Cross-User Memory Contamination

In multi-tenant deployments, one user's inputs can affect another user's agent behavior through shared memory structures. If tenant A's interactions write to a shared knowledge base or embedding store, and tenant B's agent reads from that same store, then tenant A has a path to influence tenant B's agent behavior. This is not a hypothetical - it is a specific failure mode we look for on multi-tenant assessments.

Memory stores must be segmented by user, tenant, and task domain. Shared memory across tenants should be treated as a design decision that requires explicit justification and compensating controls, not as a default.

Mitigations

• Provenance tracking on memory writes. Every write to the agent's persistent memory should record who or what produced it, when, and in what context. When the agent retrieves a memory later, provenance metadata helps determine how much to trust it.
• Periodic re-baselining. Persistent memory stores should be periodically audited and re-baselined. If a memory entry cannot be traced to a legitimate source, it should be flagged or removed.
• Validation of writes before committing. Do not allow agent-generated outputs to be written directly back into persistent memory without a validation step. Agent outputs carry a lower trust score than human-verified inputs - treat them accordingly.
• Segmentation by user, task, and domain. The tighter the segmentation, the smaller the blast radius of a poisoning event. An agent's long-term memory for user A should not be readable by user B's agent, even within the same deployment.
• Lower trust scores for re-ingested agent outputs. If an agent's output is later re-ingested as context for a future session (a common pattern in agentic workflows), that re-ingested content should carry a lower trust score than primary source material. The agent should "know" that it is reading its own prior output, not a verified external source.

Latent Memory Poisoning

Not all memory poisoning is immediately detectable. When injected data is designed to appear innocuous at write time and only activate when retrieved in a specific future context, write-time validation will not catch it. The implication: memory validation at ingestion is necessary but not sufficient. Anomaly detection on retrieval patterns and behavioral output monitoring are also required - catching shifts in agent behavior even when no individual stored item looks suspicious.
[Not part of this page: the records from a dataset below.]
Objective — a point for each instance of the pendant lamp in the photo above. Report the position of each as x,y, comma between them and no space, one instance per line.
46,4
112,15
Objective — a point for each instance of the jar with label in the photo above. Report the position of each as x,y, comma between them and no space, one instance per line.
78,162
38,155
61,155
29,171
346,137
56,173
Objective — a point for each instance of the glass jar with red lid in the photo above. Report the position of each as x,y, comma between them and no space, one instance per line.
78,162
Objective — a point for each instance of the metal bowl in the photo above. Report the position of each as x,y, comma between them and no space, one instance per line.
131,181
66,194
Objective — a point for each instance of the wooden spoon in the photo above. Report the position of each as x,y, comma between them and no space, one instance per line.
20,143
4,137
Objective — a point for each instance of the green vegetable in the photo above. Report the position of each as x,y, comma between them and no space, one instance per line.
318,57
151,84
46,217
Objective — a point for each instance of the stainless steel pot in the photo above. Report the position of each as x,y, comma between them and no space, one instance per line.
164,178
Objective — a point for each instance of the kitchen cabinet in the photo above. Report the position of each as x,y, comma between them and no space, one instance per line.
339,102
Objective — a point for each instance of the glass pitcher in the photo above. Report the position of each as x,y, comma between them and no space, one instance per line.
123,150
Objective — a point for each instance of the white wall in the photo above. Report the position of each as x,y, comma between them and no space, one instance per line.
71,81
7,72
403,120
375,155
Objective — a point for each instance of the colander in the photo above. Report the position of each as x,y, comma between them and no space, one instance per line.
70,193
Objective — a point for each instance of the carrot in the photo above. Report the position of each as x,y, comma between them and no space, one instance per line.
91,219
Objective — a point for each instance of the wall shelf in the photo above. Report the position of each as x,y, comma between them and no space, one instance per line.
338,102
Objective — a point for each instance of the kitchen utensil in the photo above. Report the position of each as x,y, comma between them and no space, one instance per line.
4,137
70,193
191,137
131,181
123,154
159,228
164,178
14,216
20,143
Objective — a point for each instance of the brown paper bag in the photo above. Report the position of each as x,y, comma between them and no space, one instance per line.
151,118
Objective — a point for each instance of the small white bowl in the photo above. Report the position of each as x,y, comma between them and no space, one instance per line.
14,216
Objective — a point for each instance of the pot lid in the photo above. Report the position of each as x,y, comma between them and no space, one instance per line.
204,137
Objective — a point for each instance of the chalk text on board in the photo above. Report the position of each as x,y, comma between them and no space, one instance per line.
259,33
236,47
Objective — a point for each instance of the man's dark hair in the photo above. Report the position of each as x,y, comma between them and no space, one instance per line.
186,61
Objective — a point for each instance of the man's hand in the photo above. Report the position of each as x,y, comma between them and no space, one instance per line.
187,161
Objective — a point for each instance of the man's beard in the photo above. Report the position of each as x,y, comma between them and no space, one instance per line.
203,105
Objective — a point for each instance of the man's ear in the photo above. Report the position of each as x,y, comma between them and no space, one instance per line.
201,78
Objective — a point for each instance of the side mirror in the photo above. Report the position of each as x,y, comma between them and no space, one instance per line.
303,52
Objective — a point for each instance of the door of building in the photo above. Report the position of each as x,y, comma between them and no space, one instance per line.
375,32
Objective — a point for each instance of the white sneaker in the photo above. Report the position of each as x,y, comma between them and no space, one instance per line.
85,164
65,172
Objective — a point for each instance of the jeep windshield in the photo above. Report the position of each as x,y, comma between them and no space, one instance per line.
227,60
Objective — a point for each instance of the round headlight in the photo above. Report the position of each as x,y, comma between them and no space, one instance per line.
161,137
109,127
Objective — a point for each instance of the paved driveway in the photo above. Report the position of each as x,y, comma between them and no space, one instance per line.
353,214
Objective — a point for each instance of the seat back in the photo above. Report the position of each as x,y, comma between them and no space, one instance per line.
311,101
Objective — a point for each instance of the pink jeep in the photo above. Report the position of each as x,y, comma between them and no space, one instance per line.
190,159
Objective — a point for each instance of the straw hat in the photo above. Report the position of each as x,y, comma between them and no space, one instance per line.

Research has demonstrated attack success rates exceeding 80% with less than 0.1% data poisoning in latent memory attacks on autonomous agents, while leaving benign behavior largely unaffected.^[2]

Contextual Learning Traps

A separate attack surface operates entirely within the context window at inference time. If an agent's context includes examples of how to perform a task - few-shot demonstrations - and those examples have been crafted by an attacker, the agent's behavior on the current task can be steered without any explicit instruction and without touching memory stores or RAG indices. This requires no persistent access and leaves no trace in stored context. Treat any externally-sourced few-shot examples with the same skepticism applied to any other untrusted input.^[2]

References

1. OWASP Top 10 for Agentic Applications 2026 - ASI06: Memory and Context Poisoning. OWASP GenAI Security Project. owasp.org
2. Franklin, M., Tomasev, N., Jacobs, J., Leibo, J.Z., and Osindero, S. "AI Agent Traps." SSRN preprint. Google DeepMind, 2025.